Going in Circles?

The chief executive of BP PLC, the world's third largest oil company, says high fuel prices around the globe are primarily the result of cyclical phenomena, not structural ones, that will be fixed by the forces of supply and demand.

The significant fall in gas prices since winter, when record highs spurred more drilling, is proof that "markets work," Sir John Browne said while discussing BP's annual statistical review of world energy markets.

"The greatest problems seem to occur in those areas where the market is hampered, where there is an absence of open competition and choice and where the signals imposed by regulation set the wrong incentives for both consumers and producers," Browne said, adding that there is no physical shortage of natural gas or crude oil.

The challenges, according to Browne, will be "how to remove the barriers which prevent the market from working effectively" -- among them drilling restrictions on federal lands, distribution bottlenecks and regulatory hurdles that raise the cost of upgrading pipelines and other infrastructure.

But, Browne conceded. as long as the political and physical barriers persist, prices are likely to remain volatile.

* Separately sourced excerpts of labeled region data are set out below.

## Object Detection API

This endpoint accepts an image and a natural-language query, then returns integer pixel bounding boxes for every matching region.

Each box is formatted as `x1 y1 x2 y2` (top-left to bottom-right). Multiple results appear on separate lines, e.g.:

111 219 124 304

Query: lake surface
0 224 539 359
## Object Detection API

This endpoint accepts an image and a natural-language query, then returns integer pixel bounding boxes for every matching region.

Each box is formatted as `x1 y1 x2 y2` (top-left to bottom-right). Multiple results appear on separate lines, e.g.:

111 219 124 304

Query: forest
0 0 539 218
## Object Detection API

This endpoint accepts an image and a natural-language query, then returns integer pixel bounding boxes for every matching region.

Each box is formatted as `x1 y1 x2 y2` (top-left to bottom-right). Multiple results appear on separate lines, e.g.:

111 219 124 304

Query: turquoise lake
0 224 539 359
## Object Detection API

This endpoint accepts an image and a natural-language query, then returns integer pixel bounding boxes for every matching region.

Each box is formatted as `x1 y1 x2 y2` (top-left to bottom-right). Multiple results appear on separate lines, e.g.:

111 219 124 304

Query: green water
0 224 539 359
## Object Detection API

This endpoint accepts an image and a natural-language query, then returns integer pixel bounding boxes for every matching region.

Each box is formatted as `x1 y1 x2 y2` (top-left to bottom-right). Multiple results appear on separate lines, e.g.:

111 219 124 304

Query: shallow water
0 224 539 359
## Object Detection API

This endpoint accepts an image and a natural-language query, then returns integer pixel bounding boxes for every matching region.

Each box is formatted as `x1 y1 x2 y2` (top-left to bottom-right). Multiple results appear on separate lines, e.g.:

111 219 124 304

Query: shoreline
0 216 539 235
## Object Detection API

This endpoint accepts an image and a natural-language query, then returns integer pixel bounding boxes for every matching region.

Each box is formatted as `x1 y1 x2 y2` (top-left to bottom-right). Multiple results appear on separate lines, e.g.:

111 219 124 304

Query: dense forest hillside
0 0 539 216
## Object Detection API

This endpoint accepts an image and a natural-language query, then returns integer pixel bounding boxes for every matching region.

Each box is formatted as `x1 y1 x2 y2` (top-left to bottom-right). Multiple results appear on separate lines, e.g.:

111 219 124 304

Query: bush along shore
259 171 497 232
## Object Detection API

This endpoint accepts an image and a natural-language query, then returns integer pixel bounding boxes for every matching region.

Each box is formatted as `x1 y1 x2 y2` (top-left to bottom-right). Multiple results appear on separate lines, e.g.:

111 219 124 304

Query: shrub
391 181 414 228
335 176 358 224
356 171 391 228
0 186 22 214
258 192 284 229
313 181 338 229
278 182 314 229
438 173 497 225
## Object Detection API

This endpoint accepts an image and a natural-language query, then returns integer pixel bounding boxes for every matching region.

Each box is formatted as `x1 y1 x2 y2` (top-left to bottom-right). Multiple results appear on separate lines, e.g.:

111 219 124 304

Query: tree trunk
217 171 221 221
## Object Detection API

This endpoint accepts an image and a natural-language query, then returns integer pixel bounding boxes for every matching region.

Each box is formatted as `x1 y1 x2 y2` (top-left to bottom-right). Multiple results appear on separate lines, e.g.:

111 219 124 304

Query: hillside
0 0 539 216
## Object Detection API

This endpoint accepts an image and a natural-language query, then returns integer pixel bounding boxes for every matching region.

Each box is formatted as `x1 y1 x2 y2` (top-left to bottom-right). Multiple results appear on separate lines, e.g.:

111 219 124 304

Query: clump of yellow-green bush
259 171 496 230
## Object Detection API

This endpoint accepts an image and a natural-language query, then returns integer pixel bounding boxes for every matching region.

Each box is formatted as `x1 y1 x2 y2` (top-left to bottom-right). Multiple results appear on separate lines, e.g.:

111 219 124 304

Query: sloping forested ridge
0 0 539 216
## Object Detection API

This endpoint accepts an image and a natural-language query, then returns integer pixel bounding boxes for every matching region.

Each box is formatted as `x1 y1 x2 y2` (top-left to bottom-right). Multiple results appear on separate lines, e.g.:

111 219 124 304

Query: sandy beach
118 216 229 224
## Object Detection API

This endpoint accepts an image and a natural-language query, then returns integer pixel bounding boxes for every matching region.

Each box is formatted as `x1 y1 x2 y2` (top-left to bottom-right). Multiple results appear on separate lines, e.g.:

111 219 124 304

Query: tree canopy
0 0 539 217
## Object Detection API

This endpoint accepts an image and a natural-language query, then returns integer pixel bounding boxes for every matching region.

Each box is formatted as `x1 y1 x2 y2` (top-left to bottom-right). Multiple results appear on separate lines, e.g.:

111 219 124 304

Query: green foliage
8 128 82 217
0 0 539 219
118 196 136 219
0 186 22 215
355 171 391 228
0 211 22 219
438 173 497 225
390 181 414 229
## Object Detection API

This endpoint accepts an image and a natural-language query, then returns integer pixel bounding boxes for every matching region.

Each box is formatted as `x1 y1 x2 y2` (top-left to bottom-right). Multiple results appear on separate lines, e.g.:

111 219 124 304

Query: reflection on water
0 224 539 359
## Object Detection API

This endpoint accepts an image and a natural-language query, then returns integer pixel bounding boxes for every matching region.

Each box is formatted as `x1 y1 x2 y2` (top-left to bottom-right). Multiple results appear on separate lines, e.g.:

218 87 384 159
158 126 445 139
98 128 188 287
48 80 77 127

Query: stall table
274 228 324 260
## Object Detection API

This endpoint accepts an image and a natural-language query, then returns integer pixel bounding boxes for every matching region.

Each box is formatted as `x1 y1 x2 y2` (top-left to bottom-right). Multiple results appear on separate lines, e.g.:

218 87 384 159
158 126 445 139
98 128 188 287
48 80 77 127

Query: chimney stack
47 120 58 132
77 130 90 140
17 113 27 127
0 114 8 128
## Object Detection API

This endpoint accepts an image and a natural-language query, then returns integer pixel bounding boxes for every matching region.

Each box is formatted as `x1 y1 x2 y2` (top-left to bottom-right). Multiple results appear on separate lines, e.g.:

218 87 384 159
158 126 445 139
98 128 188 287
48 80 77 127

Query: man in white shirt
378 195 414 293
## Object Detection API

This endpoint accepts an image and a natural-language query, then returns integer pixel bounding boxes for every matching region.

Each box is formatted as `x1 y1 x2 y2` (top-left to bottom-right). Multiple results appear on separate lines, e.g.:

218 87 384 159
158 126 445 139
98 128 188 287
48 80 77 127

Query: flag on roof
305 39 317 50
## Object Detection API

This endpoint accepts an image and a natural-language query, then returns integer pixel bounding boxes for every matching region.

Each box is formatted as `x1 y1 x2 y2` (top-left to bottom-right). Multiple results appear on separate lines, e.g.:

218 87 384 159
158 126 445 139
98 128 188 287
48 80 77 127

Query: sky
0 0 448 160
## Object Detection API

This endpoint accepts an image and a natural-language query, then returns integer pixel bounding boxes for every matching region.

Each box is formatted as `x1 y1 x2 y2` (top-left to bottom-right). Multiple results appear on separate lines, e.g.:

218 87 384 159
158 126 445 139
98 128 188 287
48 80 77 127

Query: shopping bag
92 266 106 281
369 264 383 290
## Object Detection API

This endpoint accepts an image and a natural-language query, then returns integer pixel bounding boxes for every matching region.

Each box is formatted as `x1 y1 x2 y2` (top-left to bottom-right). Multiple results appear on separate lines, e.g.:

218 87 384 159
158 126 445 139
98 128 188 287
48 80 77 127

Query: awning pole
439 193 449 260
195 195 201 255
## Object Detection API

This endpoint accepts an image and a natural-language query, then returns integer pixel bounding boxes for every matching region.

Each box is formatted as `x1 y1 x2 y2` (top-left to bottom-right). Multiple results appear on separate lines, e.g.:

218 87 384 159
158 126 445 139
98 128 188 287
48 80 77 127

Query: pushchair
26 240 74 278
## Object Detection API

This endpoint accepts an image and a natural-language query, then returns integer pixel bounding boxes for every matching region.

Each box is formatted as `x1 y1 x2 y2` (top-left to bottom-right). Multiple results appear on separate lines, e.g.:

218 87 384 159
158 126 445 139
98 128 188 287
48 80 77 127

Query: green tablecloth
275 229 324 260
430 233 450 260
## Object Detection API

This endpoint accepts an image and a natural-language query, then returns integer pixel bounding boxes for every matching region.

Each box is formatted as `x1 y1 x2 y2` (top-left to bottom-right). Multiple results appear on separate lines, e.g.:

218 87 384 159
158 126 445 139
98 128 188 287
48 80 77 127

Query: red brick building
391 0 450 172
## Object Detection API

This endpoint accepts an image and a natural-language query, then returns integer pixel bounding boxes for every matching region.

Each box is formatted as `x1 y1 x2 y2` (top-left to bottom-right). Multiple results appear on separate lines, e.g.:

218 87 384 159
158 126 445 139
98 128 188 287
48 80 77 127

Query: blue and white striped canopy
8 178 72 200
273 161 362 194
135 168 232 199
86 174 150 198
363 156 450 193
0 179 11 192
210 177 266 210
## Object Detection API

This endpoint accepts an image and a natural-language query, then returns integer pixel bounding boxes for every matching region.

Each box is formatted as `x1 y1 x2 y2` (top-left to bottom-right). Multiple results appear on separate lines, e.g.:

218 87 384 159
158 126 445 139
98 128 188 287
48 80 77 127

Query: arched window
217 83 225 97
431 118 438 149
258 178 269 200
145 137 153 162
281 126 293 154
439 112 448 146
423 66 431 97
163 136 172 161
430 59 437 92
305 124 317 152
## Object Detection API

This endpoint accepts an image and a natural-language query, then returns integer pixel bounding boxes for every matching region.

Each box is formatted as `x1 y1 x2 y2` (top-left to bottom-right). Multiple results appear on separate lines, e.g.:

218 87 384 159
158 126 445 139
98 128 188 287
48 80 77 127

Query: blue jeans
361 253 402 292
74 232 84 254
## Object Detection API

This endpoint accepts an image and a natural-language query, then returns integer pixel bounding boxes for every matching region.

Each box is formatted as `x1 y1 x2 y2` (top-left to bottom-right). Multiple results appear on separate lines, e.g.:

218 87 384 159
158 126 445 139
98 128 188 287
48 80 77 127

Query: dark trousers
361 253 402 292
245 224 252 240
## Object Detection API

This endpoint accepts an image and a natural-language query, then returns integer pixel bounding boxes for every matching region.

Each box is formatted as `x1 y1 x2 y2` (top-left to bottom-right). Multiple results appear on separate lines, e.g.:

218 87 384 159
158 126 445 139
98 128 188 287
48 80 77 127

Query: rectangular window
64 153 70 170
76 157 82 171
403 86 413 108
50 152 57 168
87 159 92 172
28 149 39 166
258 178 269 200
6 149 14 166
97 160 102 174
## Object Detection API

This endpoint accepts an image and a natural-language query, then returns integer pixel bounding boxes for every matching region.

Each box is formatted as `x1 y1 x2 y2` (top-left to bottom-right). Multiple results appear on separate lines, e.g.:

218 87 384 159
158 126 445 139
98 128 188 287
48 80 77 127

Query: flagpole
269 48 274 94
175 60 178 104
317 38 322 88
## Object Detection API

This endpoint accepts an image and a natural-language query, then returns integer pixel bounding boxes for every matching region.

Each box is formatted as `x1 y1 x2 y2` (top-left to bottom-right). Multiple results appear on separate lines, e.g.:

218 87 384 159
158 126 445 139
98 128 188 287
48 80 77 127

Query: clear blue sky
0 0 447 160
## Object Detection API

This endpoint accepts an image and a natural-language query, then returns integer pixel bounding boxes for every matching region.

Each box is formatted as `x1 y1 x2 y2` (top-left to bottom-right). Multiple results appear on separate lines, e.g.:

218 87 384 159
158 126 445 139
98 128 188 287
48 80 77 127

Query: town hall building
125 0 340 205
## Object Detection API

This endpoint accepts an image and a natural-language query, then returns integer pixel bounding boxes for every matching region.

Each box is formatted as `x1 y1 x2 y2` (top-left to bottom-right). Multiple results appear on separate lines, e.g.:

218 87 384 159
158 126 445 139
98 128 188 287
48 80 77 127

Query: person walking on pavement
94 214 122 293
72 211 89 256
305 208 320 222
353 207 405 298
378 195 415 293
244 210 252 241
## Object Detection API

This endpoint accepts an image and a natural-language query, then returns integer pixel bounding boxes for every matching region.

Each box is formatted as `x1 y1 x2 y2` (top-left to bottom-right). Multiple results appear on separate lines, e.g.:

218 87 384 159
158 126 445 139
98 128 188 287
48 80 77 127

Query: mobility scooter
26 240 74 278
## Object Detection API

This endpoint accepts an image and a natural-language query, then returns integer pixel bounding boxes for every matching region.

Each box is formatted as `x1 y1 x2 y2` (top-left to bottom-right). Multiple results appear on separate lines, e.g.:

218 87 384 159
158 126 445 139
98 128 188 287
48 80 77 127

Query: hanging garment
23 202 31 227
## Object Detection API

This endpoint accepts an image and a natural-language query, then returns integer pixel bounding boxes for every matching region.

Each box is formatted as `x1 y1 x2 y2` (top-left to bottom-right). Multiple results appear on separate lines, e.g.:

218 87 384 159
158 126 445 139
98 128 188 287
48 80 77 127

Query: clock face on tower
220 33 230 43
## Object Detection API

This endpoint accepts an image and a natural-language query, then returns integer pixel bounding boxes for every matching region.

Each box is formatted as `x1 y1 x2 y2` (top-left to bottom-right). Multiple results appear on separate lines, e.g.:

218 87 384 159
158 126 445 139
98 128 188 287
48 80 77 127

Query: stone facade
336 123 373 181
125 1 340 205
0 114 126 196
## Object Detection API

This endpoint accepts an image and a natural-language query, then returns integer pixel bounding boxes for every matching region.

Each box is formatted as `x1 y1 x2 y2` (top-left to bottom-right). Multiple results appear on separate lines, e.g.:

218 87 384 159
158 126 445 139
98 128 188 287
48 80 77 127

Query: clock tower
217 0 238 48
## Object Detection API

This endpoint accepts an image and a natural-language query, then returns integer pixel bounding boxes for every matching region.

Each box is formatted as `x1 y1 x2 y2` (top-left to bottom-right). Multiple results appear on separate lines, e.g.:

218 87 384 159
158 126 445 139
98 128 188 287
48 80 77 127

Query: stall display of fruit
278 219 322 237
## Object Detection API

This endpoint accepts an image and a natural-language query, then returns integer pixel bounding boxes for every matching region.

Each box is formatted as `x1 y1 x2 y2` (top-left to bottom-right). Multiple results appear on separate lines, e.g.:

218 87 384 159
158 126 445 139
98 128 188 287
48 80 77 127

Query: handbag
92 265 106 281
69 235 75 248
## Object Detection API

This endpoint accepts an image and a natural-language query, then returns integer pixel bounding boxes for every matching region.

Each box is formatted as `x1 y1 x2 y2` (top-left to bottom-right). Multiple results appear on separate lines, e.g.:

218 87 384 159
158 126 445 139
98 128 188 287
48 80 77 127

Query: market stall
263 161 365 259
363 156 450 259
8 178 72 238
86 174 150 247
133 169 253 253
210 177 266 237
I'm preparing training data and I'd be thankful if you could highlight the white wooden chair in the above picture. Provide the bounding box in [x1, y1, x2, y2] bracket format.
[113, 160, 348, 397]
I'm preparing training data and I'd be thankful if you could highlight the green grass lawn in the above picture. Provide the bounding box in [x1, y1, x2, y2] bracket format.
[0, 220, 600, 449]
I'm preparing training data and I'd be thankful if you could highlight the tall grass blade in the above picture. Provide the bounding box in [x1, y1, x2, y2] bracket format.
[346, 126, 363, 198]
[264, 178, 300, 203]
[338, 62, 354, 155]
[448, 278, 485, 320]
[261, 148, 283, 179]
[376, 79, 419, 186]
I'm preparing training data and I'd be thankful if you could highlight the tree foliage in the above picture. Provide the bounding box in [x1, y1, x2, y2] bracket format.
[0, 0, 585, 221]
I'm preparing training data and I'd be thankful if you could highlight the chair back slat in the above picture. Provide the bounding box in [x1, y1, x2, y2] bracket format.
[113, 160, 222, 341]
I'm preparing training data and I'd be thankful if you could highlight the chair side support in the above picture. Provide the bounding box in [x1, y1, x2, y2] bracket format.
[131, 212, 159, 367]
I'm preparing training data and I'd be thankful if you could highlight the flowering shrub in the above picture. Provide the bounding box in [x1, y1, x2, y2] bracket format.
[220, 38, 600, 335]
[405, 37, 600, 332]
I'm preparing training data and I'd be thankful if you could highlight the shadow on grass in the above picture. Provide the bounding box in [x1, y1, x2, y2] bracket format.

BP said U.S. energy consumption grew 1.8 percent in 2000, less than the overall economic growth rate. Energy use was moderated by high prices, said Browne, who predicted that the nation's economic slowdown will likely keep consumption growth in check.

Globally, the price of crude is likely to decline toward historical levels as recent profits are pumped back into exploration and production projects that increase supply. In 2000, the average price of a barrel of crude was up nearly 60 percent to $28.98 even as supply growth outpaced demand growth by a margin of nearly four to one. Much of that excess supply replenished worldwide oil inventories, which had dropped to insufficient levels in 1999.